The state will hold virtual public hearings this month on the number of hours that farm employees must work before earning overtime pay, officials said Friday.
The Farm Laborers Wage Board plans to take testimony in three hearings. The first is Wednesday at 6 p.m. via the ZOOM online meeting platform.
Hearings are also scheduled for Thursday and Aug. 31, both starting at noon.
Farmers, their employees, academic experts, politicians and other wishing to testify should register in advance at labor.ny.gov/farmwageboard. The speaking order will be first-come, first-served, officials said.
The wage board is accepting written testimony at firstname.lastname@example.org.

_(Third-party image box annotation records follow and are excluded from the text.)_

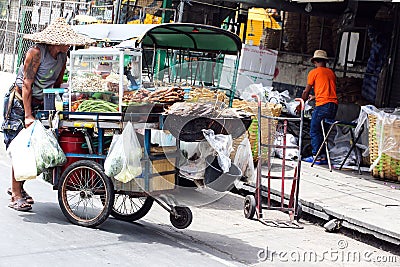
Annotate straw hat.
[24,18,95,45]
[311,50,328,63]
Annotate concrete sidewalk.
[238,161,400,245]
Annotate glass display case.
[68,48,142,119]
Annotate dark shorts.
[1,88,40,149]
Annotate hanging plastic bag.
[31,120,67,175]
[202,129,232,173]
[233,137,255,182]
[7,125,37,181]
[104,134,124,177]
[104,122,142,183]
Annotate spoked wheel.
[58,160,114,227]
[111,194,154,222]
[243,195,256,219]
[169,206,193,229]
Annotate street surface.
[0,72,400,267]
[0,154,400,267]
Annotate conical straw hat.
[24,18,95,45]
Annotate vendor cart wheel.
[243,195,256,219]
[294,202,303,221]
[111,194,154,222]
[169,206,193,229]
[58,160,114,227]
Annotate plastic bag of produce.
[7,124,37,181]
[104,122,142,183]
[31,120,67,175]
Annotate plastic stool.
[311,119,364,174]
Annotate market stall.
[138,23,242,106]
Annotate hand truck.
[244,95,304,229]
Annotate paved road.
[0,158,400,267]
[0,71,400,267]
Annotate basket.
[368,114,400,181]
[231,99,282,161]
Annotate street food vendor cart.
[39,25,250,229]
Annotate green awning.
[138,23,242,55]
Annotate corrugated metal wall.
[0,0,90,72]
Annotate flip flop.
[8,198,32,211]
[7,188,35,204]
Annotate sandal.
[7,188,35,204]
[8,198,32,211]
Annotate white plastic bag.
[202,129,232,173]
[104,122,142,183]
[31,120,67,175]
[233,137,256,182]
[7,124,37,181]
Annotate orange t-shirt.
[307,67,338,106]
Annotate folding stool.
[311,119,364,174]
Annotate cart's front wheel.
[294,202,303,221]
[111,194,154,222]
[58,160,114,227]
[243,195,256,219]
[169,206,193,229]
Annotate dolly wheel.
[169,206,193,229]
[243,195,256,219]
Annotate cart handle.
[251,94,261,107]
[294,98,304,111]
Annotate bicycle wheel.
[58,160,114,227]
[111,194,154,222]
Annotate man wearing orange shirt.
[302,50,338,165]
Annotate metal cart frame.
[37,111,192,229]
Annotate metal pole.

The board is examining a new 60-hours-per-week threshold over which time-and-a-half must be paid to farm employees. The threshold is part of the Farm Laborers Fair Labor Practices Act, which took effect Jan. 1. Previously, there was no requirement to pay farmworkers overtime, no matter how many hours they worked.

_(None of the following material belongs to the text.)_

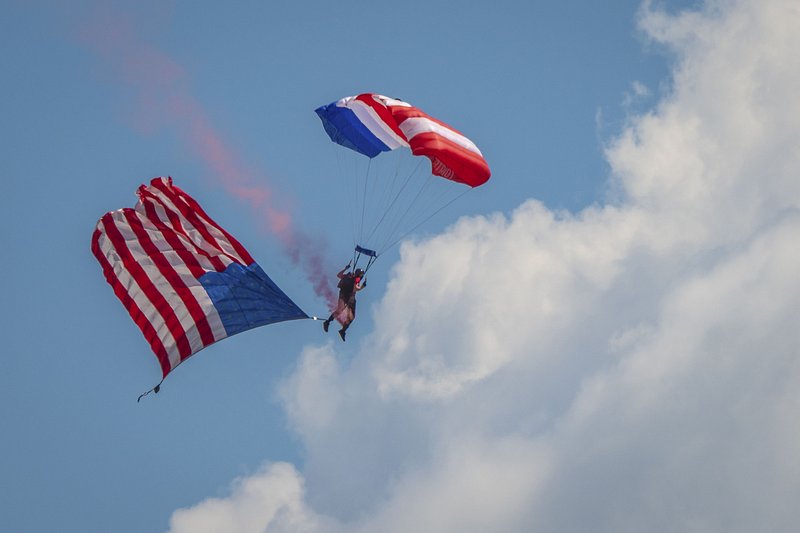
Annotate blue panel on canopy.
[315,102,390,157]
[200,263,308,337]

The wage board will make recommendations to state Labor Commissioner Roberta Reardon by Dec. 31 and she will have until February 2021 to accept or reject them. Her decision doesn’t have to be ratified by the State Legislature.
“We have an opportunity to improve the quality of life for tens of thousands of farmworkers,” Reardon said in February when she appointed the three-member wage board. “Overtime is a key component and we need to get it right.”
Bill Zalakar, president of the Long Island Farm Bureau, said at the time that some farmers told him “they cannot afford to pay overtime. These are seasonal businesses.”
The wage board members are David Fisher, president of the New York Farm Bureau; Denis Hughes, former president of the state AFL-CIO, a union umbrella group, and Brenda McDuffie, president of the Buffalo Urban League.
The hearings may be viewed at labor.ny.gov/workerprotection/farm-laborer-wage-board.shtm.
A prior wage board increased the minimum wage for fast-food workers from $8.75 per hour to $15. The decision was a precursor to the state’s minimum wage for all workers rising to $15 per hour over the next few years.